Ennesima aggressione in un carcere. Questa volta ‘teatro’ della violenza è stato il centro penitenziario di Secondigliano dove un detenuto ha aggredito due agenti della penitenziaria. A farne le spese sono stati un ispettore superiore e un assistente capo in
servizio presso il penitenziario partenopeo. L’ispettore in questione, in servizio di
Sorveglianza Generale dell’istituto, nella serata di ieri era intervenuto a seguito di disordini
nella sezione per la salute mentale nel tentativo di riportare un detenuto alla calma. Tuttavia, i poliziotti sono stati brutalmente e violentemente aggrediti con calci e pugni.
L’ispettore è stato colpito al volto riportato lesione delle labbra e rottura di un dente, mentre l’assistente capo riportava ferite alla testa, dovendo ricorrere entrambi alle cure mediche presso il pronto soccorso. Solo la pronta reazione e la grande professionalità hanno impedito che la situazione degenerasse oltremodo.

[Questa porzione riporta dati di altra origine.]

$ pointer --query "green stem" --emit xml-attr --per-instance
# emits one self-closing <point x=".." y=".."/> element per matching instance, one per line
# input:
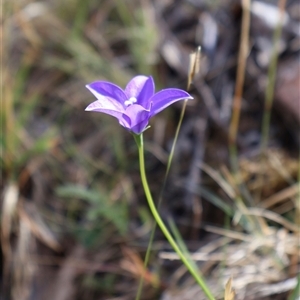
<point x="147" y="256"/>
<point x="160" y="223"/>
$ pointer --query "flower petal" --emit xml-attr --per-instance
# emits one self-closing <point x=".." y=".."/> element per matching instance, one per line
<point x="138" y="118"/>
<point x="166" y="97"/>
<point x="107" y="89"/>
<point x="142" y="88"/>
<point x="108" y="106"/>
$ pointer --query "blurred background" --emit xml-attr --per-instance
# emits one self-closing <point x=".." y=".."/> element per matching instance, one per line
<point x="74" y="220"/>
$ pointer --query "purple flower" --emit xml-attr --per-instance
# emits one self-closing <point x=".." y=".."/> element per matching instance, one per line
<point x="135" y="105"/>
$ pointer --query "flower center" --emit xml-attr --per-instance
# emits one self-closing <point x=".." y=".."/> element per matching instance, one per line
<point x="130" y="101"/>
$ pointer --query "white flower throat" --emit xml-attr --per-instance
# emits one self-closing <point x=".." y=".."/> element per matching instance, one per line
<point x="130" y="101"/>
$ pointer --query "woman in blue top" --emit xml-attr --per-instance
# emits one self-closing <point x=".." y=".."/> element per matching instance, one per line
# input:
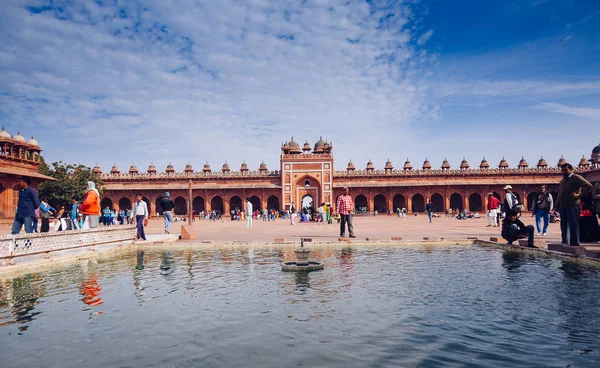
<point x="106" y="213"/>
<point x="45" y="212"/>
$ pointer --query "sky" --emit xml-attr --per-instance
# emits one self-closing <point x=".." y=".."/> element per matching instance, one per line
<point x="124" y="82"/>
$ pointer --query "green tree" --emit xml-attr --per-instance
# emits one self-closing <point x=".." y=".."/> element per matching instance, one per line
<point x="71" y="182"/>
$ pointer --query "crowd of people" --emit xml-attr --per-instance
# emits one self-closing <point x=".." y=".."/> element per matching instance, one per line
<point x="33" y="213"/>
<point x="576" y="208"/>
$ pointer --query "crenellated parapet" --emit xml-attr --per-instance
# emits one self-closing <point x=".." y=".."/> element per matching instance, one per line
<point x="195" y="175"/>
<point x="458" y="172"/>
<point x="18" y="152"/>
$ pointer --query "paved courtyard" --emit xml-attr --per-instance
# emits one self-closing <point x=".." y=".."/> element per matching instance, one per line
<point x="380" y="227"/>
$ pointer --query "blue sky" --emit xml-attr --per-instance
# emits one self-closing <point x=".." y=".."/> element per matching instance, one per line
<point x="141" y="81"/>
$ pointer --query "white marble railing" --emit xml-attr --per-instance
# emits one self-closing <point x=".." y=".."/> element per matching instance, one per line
<point x="13" y="246"/>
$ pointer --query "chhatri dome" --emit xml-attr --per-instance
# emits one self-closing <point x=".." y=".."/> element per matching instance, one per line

“Ai nostri colleghi, che da anni espletano il loro servizio con serietà e
professionalità encomiabili, va tutta la nostra fraterna solidarietà e l’auspicio
di una pronta guarigione. Sicuramente, le efferatezze di questi eventi critici rappresentano un campanellod’allarme che influiscono inevitabilmente sullo stato psicologico del personale, consapevole di essere potenziale bersaglio di rivalse detentive, apparendo gli stessi poliziotti penitenziari sempre più privi dei necessari strumenti di salvaguardia della propria incolumità fisica. Stiamo assistendo inermi ad una carneficina. Meno di una settimana fa infatti nello stesso carcere un altro poliziotto era stato aggredito riportando la frattura di un braccio”. Questa la denuncia di Luigi Vargas, segretario nazionale S.I.N.A.P.P.E.